Como dice Omar Little en The Wire, lo importante es que todo quede dentro del juego. “It's all in the game, yo”. El realismo capitalista no consiste en la defensa del sistema como algo positivo, sino como algo inevitable. Ni los más acérrimos defensores del neoliberalismo afirman hoy que el capitalismo es justo. Esto sería sencillamente contrafáctico. El capitalismo es, simplemente, lo único. No hay nada fuera del juego.

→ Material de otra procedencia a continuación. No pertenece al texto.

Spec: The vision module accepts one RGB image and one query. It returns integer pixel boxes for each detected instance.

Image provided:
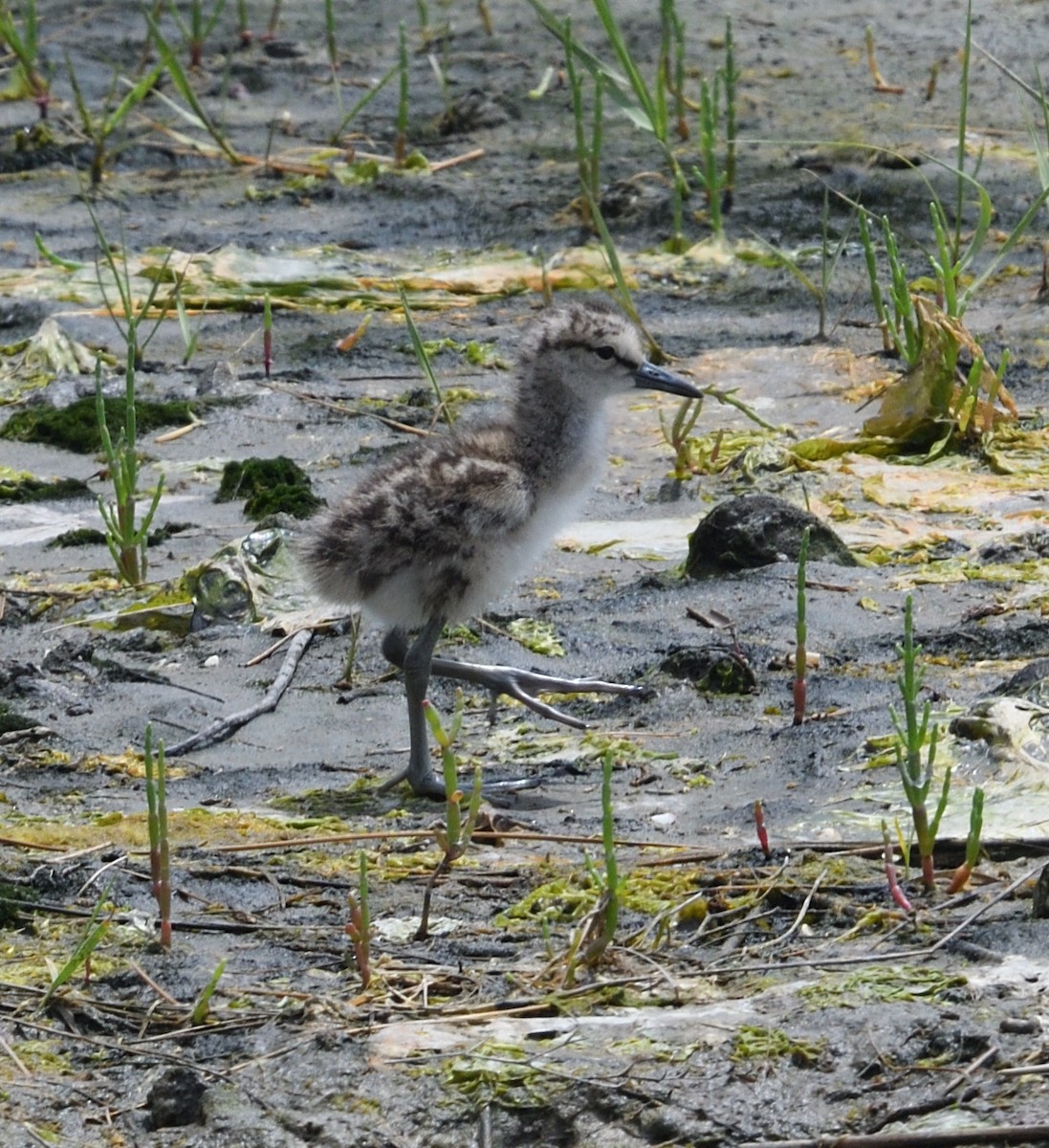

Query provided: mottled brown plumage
[305,299,700,796]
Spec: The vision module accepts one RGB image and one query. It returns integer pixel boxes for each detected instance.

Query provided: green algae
[0,466,92,504]
[0,396,193,454]
[214,454,323,521]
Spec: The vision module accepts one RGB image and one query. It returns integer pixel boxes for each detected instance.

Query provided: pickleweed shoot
[345,850,372,991]
[91,211,171,585]
[793,527,810,725]
[888,595,951,892]
[189,958,226,1027]
[947,786,984,894]
[565,750,623,985]
[394,19,408,167]
[0,0,51,120]
[415,690,481,940]
[142,722,171,948]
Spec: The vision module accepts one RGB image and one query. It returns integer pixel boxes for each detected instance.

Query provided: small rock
[145,1064,207,1129]
[686,495,858,579]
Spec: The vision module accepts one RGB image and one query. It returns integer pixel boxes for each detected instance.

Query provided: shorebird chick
[305,299,701,798]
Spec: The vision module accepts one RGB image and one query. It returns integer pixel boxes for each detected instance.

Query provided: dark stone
[686,495,859,578]
[145,1064,207,1129]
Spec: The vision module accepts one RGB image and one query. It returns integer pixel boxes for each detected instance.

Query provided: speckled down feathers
[304,300,644,629]
[308,426,535,627]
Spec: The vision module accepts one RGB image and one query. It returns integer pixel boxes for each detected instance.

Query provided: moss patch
[0,398,193,454]
[214,454,323,521]
[0,472,92,503]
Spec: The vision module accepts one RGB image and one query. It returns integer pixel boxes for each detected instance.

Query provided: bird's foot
[431,658,651,729]
[379,768,542,805]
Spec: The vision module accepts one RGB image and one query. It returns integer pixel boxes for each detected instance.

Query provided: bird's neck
[513,380,605,486]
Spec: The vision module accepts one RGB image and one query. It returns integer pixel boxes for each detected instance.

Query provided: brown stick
[739,1124,1049,1148]
[167,630,314,758]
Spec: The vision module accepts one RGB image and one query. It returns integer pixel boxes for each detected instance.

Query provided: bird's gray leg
[379,618,446,799]
[382,630,649,729]
[379,619,539,805]
[382,630,649,729]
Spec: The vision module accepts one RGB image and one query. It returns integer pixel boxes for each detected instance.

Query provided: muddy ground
[0,0,1049,1148]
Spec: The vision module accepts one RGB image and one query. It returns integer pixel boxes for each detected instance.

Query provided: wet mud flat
[0,4,1049,1148]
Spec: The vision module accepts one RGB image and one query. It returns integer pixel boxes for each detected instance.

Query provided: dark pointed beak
[634,363,704,398]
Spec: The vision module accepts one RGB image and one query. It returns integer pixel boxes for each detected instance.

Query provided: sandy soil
[0,0,1049,1148]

En este sentido, la exposición de sus miserias debe quedar también recogida en los grandes medios de comunicación de masas. Sólo estando todo dentro el realismo capitalista impide que exista un afuera del capitalismo. Y puede hacerlo porque la ideología, como de manera muy aguda nos descifró Zizek, no opera en el plano cognitivo, sino en el plano de la acción. La ideología no oculta las relaciones sociales de dominación. Lo que hace es producir y modular emociones y deseos. Si el problema fuera, como dijo Marx, que “no lo saben, pero lo hacen”, entonces la exposición de las contradicciones sería suficiente. Sería suficiente saber. Pero la cuestión es que en el capitalismo del deseo los sujetos “sí lo saben, pero lo hacen”. Nadie desconoce las guerras del coltán que hay detrás de la fabricación de nuestros teléfonos móviles. Tampoco desconocemos que el capitalismo nos conduce al fin del mundo antes que a su propio desmantelamiento. Pero saberlo no es suficiente, porque la ideología no opera ahí.
“Don't look up'' no funciona porque la mera exposición de la realidad del capitalismo no tiene ningún impacto crítico. Hace falta algo más que la exposición de sus miserias, algo que han sabido hacer, por ejemplo, Trey Parker y Matt Stone en South Park, pero que no ha conseguido la película de Netflix. Si la ideología funciona sublimando sus objetos, convirtiendo a sus figuras en la expresión difusa de lo que deseamos, entonces la de-sublimación es más eficaz que la crítica racional. Esto es lo que South Park lleva haciendo 24 años: quitarle al capitalismo lo sublime. No discute si el emperador va vestido o desnudo. Más bien se ríen de la figura del emperador, porque un tipo que necesita que los demás se consideren súbditos para existir es un personaje ciertamente ridículo. La propia figura del monarca es irrisoria si se le quita lo sublime, y entonces da igual señalar en el plano cognitivo que va desnudo. No nos importa exponer la verdad. Es un puñetero emperador, y eso es ridículo.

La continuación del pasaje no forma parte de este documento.